Paying back a Help to Buy loan early is preferable for many homeowners. It means they will not have to worry about settling the account if they decide to sell and will not incur a monthly interest charge on top of their mortgage repayments.
However, a lot depends on your existing mortgage debt, property value, and equity. Higher mortgage values inevitably mean you will pay more per month and overall.
Releasing Equity Through a Help to Buy Remortgage
Lender policies vary, and you can potentially remortgage up to 90% or even 95% of your property value and use the funds to pay back your Help to Buy loan.
The Think Plutus calculator is a good way to estimate what your mortgage payments might look like, including borrowing to repay your Help to Buy debt.
Your property valuation report should be conducted by a valuer accredited by the Royal Institute of Chartered Surveyors, who will verify the current market value of your home, which you will need for the remortgage process.
Remortgaging and Retaining a Help to Buy Equity Loan
If you need to remortgage to avoid moving onto a standard variable rate and do not have the funds or equity to repay your Help to Buy loan, all is not lost.
Not all lenders will accept the application, but some will – we can advise on the best-suited mortgage lenders if you would like further information.
Another route could be to go for a product switch without changing lenders, which can be beneficial because your current lender will not need to repeat the affordability assessment process.
Advice From an Independent Broker for a Help to Buy Remortgage
Before you remortgage a Help to Buy home, there are multiple aspects to consider, such as equity, affordability, interest rates, administration fees, and the remortgage terms.
We always recommend using a specialist, whole-of-market broker to help you navigate the process, choose the right products, or make informed decisions.
As an accomplished private broker with extensive knowledge in Help to Buy and non-standard financing, the Think Plutus team is on hand if you would like assistance.
Many niche mortgage lenders do not offer products directly to the public and only deal with approved brokers on their networks.
The products available are highly competitive, flexible, and normally more favourable than any potential offer from a mainstream bank – which would be less likely to support a Help to Buy remortgage application, whatever the circumstances.
Frequently Asked Questions – Help to Buy Remortgages
The below FAQs answer some commonly asked questions about how Help to Buy remortgages work and the best actions to take.
Can I Remortgage a Help to Buy Mortgage Through Any Lender?
Unfortunately, only a small selection of high street banks offer any kind of Help to Buy remortgage, including Barclays, Halifax and NatWest.
Banks are also not often the most competitive lenders for any non-standard product.
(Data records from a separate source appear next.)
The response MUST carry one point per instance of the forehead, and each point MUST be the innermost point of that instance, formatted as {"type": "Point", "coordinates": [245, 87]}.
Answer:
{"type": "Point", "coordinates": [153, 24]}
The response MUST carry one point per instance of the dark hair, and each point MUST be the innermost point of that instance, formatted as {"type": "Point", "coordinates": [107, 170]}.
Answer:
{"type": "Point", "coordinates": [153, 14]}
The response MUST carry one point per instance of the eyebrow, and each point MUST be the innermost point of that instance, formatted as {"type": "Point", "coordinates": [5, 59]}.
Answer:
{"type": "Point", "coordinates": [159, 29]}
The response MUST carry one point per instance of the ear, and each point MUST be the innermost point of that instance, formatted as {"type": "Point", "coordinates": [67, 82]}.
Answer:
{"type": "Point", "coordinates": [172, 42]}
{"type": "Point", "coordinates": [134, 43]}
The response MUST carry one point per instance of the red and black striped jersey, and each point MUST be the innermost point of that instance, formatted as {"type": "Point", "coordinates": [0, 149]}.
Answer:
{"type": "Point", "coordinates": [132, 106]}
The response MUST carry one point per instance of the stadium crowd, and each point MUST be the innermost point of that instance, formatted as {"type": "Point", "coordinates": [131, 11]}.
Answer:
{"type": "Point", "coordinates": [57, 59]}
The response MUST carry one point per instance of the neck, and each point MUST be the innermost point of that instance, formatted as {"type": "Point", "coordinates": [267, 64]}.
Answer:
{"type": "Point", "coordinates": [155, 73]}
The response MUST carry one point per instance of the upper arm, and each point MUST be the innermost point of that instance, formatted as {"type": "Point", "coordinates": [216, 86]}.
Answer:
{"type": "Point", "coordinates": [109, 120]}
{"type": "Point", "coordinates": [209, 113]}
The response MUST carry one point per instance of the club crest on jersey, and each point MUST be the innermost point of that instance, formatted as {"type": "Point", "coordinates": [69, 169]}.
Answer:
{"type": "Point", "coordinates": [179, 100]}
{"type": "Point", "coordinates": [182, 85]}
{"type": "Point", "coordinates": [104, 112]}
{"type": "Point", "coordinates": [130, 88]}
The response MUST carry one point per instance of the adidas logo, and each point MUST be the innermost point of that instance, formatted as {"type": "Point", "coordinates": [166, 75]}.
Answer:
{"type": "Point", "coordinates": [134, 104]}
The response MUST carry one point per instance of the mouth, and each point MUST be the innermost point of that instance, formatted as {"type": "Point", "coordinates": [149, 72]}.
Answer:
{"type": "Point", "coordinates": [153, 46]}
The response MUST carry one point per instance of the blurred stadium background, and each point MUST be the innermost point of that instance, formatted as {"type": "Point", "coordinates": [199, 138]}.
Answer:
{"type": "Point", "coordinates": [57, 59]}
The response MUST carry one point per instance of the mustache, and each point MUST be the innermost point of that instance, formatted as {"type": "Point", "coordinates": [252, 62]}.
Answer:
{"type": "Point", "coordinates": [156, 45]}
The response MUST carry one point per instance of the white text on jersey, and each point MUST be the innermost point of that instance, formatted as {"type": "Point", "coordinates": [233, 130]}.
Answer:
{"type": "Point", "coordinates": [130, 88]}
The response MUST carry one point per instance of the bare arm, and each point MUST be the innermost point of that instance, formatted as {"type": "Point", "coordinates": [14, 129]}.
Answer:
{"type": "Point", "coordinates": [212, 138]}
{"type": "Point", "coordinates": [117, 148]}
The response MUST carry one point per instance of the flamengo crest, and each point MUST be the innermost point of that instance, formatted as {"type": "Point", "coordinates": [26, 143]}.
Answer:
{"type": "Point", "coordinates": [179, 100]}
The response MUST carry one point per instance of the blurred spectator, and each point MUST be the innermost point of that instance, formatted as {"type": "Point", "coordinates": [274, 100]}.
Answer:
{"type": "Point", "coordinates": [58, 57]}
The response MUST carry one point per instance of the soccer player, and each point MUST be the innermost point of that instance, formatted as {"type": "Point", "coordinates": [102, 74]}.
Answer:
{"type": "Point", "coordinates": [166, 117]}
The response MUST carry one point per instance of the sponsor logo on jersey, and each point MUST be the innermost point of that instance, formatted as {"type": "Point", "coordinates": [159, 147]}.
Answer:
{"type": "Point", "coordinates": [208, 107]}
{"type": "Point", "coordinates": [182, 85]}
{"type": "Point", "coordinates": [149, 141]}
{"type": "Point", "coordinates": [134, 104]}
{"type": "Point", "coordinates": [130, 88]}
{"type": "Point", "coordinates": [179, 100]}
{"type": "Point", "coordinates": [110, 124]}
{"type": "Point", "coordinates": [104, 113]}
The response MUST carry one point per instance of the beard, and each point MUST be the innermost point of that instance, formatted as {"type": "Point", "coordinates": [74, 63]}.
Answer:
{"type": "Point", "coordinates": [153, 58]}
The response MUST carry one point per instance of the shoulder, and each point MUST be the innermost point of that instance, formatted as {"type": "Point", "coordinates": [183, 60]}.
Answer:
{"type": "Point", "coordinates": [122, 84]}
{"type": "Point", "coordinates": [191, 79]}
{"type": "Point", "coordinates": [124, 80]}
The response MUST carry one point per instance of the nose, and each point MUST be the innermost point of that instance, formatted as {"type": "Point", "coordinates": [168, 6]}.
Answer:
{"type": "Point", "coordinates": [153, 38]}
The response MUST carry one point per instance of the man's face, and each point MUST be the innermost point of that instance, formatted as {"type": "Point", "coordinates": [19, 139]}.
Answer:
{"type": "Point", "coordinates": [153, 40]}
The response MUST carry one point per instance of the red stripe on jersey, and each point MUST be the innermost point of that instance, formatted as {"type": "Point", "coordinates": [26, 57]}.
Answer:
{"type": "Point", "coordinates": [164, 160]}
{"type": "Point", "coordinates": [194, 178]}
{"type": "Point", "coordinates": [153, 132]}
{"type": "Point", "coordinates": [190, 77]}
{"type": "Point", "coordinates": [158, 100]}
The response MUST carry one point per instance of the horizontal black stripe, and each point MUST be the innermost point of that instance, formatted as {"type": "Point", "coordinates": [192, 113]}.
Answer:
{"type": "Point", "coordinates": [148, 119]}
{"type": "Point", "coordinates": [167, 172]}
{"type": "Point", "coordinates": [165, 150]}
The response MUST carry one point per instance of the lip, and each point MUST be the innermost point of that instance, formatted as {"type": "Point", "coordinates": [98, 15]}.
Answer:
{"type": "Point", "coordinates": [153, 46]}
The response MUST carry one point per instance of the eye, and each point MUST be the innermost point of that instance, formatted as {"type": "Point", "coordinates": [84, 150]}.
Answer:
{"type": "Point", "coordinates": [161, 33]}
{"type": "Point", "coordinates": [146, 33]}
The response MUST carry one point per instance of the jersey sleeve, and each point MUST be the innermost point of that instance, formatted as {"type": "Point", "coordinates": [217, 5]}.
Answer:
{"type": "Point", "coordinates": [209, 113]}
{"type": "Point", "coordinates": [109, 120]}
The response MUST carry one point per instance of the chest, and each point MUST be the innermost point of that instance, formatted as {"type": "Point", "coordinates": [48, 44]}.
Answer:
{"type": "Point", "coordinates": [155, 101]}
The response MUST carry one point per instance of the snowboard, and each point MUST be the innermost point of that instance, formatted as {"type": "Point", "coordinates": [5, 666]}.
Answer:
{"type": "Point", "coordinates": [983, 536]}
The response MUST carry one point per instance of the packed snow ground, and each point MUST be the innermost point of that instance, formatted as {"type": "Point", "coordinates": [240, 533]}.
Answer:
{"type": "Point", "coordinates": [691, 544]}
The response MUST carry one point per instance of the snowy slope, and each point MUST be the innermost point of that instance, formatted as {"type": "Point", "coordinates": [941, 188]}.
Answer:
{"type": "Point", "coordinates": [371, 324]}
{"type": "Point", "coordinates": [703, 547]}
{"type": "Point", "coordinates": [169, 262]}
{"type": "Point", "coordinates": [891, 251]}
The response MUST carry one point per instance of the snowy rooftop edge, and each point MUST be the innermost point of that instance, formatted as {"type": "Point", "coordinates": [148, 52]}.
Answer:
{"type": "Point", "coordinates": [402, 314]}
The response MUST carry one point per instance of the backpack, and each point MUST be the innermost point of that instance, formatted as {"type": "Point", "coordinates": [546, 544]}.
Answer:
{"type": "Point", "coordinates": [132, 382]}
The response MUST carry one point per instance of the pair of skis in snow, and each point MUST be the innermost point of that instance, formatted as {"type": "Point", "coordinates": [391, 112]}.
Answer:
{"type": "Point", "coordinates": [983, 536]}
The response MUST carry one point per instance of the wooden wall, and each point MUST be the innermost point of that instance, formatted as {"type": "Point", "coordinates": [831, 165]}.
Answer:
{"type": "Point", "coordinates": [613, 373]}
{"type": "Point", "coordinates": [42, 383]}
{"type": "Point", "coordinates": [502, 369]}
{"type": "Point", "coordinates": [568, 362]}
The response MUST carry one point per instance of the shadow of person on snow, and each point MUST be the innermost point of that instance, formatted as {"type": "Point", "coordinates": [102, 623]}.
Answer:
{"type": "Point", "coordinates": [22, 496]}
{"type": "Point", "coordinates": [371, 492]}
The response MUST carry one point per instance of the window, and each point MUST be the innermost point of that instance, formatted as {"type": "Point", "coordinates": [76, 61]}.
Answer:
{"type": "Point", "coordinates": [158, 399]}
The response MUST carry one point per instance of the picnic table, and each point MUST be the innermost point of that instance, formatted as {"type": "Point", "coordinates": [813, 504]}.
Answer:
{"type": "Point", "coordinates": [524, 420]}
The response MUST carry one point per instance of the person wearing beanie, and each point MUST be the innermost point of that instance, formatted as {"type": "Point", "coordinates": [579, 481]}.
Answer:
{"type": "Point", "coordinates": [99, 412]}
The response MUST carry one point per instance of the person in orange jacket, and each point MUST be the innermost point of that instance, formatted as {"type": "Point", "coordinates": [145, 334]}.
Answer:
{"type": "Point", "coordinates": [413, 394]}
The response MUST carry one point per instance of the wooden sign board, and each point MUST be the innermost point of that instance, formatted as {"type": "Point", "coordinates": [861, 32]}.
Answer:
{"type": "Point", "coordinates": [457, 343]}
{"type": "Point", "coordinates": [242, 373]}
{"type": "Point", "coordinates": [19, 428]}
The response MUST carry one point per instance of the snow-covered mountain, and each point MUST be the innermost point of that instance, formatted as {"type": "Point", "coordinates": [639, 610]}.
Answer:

Specialist lenders are more suitable for Help to Buy remortgages in most situations since they have a larger range of products and available terms.
How Much Does it Cost to Remortgage a Help to Buy Home?
Remortgages incur fees, although these vary depending on whether you are switching products with the same lender, applying elsewhere, or consolidating your Help to Buy debt into a new remortgage product.
Other costs include legal fees, valuation charges, brokerage, and product fees.
Do I Need Approval to Proceed With a Help to Buy Remortgage?
Yes, if you are moving your mortgage to a different lender, you need to submit a request called a Deed of Postponement to the scheme administrator – your solicitor will usually deal with this on your behalf.